Hello,
my organization migrating to Matlab R2021a, I see myself having to install the versions of CUDA, CUDNN and TENSORRT compatible with this new version of Matlab (the software considered are specified on the page “Documentation - MATLAB & Simulink - MathWorks France /gpucoder/gs/install-prerequisites.html “). As a test, I installed CUDA 11.0.3, CUDNN 8.1.0 and TENSORRT 7.2.3.4. I specify here that I am carrying out 2 installations at the same time, one on a Xeon Gold 6146 128 GB of RAM station equipped with a QUADRO P2000, and the other on an i7-10870H 32 GB of RAM laptop equipped with a GEFORCE RTX 3070.
As recommended by MathWorks, I also installed the Visual Studio edition of NSIGHT in its version 2021.1.0. I took the opportunity to add NSIGHT Integration to the updated version of Visual Studio Cummunity (16.11.4 at the time of posting).
I have carefully followed the installation instructions for the correct version of the documentation for each software and I am now in the testing phase. As indicated in paragraph 2.2 of the CUDA 11.0 Quick Start Guide (Quick Start Guide :: CUDA Toolkit Documentation), to check that my installation, I built the solution presented as an example and successfully generated an executable on both computer (see VS 2019 Outputs shown below).
L’opération de génération a démarré…
1>------ Début de la génération : Projet : nbody, Configuration : Debug x64 ------
1>Compiling CUDA source file bodysystemcuda.cu…
1>
1>C:\ProgramData\NVIDIA Corporation\CUDA Samples\v11.0\5_Simulations\nbody>“C:\Program Files\NVIDIA GPU Computing Toolkit\CUDA\v11.0\bin\nvcc.exe” -gencode=arch=compute_35,code="sm_35,compute_35" -gencode=arch=compute_37,code="sm_37,compute_37" -gencode=arch=compute_50,code="sm_50,compute_50" -gencode=arch=compute_52,code="sm_52,compute_52" -gencode=arch=compute_60,code="sm_60,compute_60" -gencode=arch=compute_61,code="sm_61,compute_61" -gencode=arch=compute_70,code="sm_70,compute_70" -gencode=arch=compute_75,code="sm_75,compute_75" -gencode=arch=compute_80,code="sm_80,compute_80" --use-local-env -ccbin “C:\Program Files (x86)\Microsoft Visual Studio\2019\Community\VC\Tools\MSVC\14.29.30133\bin\HostX86\x64” -x cu -I./ -I…/…/common/inc -I./ -I"C:\Program Files\NVIDIA GPU Computing Toolkit\CUDA\v11.0/include” -I…/…/common/inc -I"C:\Program Files\NVIDIA GPU Computing Toolkit\CUDA\v11.0\include” -G --keep-dir x64\Debug -maxrregcount=0 --machine 64 --compile -cudart static -Xcompiler “/wd 4819” -g -DWIN32 -DWIN32 -D_MBCS -D_MBCS -Xcompiler "/EHsc /W3 /nologo /Od /Fdx64/Debug/vc142.pdb /FS /Zi /RTC1 /MTd " -o x64/Debug/bodysystemcuda.cu.obj “C:\ProgramData\NVIDIA Corporation\CUDA Samples\v11.0\5_Simulations\nbody\bodysystemcuda.cu”

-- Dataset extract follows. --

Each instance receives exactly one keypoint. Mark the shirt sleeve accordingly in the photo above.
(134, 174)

1>CUDACOMPILE : nvcc warning : The ‘compute_35’, ‘compute_37’, ‘compute_50’, ‘sm_35’, ‘sm_37’ and ‘sm_50’ architectures are deprecated, and may be removed in a future release (Use -Wno-deprecated-gpu-targets to suppress warning).
1>bodysystemcuda.cu
1>Génération du projet “nbody_vs2019.vcxproj” terminée.
1>nbody.cpp
1>render_particles.cpp
1>Génération de code en cours…
1> Création de la bibliothèque …/…/bin/win64/Debug/nbody.lib et de l’objet …/…/bin/win64/Debug/nbody.exp
1>nbody_vs2019.vcxproj → C:\ProgramData\NVIDIA Corporation\CUDA Samples\v11.0\bin\win64\Debug\nbody.exe
========== Génération : 1 a réussi, 0 a échoué, 0 à jour, 0 a été ignoré ==========
On each of the computers, the executable works well and returns some information to me via a DOS window.
With QUADRO P2000, we have :
Run “nbody -benchmark [-numbodies = ]” to measure performance.
-fullscreen (run n-body simulation in fullscreen mode)
-fp64 (use double precision floating point values for simulation)
-hostmem (stores simulation data in host memory)
-benchmark (run benchmark to measure performance)
-numbodies = (number of bodies (> = 1) to run in simulation)
-device = (where d = 0,1,2 … for the CUDA device to use)
-numdevices = (where i = (number of CUDA devices> 0) to use for simulation)
-compare (compares simulation results running once on the default GPU and once on the CPU)
-cpu (run n-body simulation on the CPU)
-tipsy = <file.bin> (load a tipsy model file for simulation)
NOTE: The CUDA Samples are not meant for performance measurements. Results may vary when GPU Boost is enabled.
Windowed mode
Simulation data stored in video memory
Single precision floating point simulation
1 Devices used for simulation
GPU Device 0: “Pascal” with compute capability 6.1
Compute 6.1 CUDA device: [NVIDIA Quadro P2000]
With GEFORCE RTX 3070, we have :
Run “nbody -benchmark [-numbodies = ]” to measure performance.
-fullscreen (run n-body simulation in fullscreen mode)
-fp64 (use double precision floating point values for simulation)
-hostmem (stores simulation data in host memory)
-benchmark (run benchmark to measure performance)
-numbodies = (number of bodies (> = 1) to run in simulation)
-device = (where d = 0,1,2 … for the CUDA device to use)
-numdevices = (where i = (number of CUDA devices> 0) to use for simulation)
-compare (compares simulation results running once on the default GPU and once on the CPU)
-cpu (run n-body simulation on the CPU)
-tipsy = <file.bin> (load a tipsy model file for simulation)
NOTE: The CUDA Samples are not meant for performance measurements. Results may vary when GPU Boost is enabled.
Windowed mode
Simulation data stored in video memory
Single precision floating point simulation
1 Devices used for simulation
MapSMtoCores for SM 8.6 is undefined. Default to use 64 Cores / SM
MapSMtoArchName for SM 8.6 is undefined. Default to use Ampere
GPU Device 0: “Ampere” with compute capability 8.6
I finally come to my question. On both machines, I notice that the parameters “MapSMtoCores” and “MapSMtoArchName” are not defined and take a default value. Also, does this interfere with performance and if so how can I reset these settings to the correct value for each GPU card?
Thank you for your attention and for your potential responses!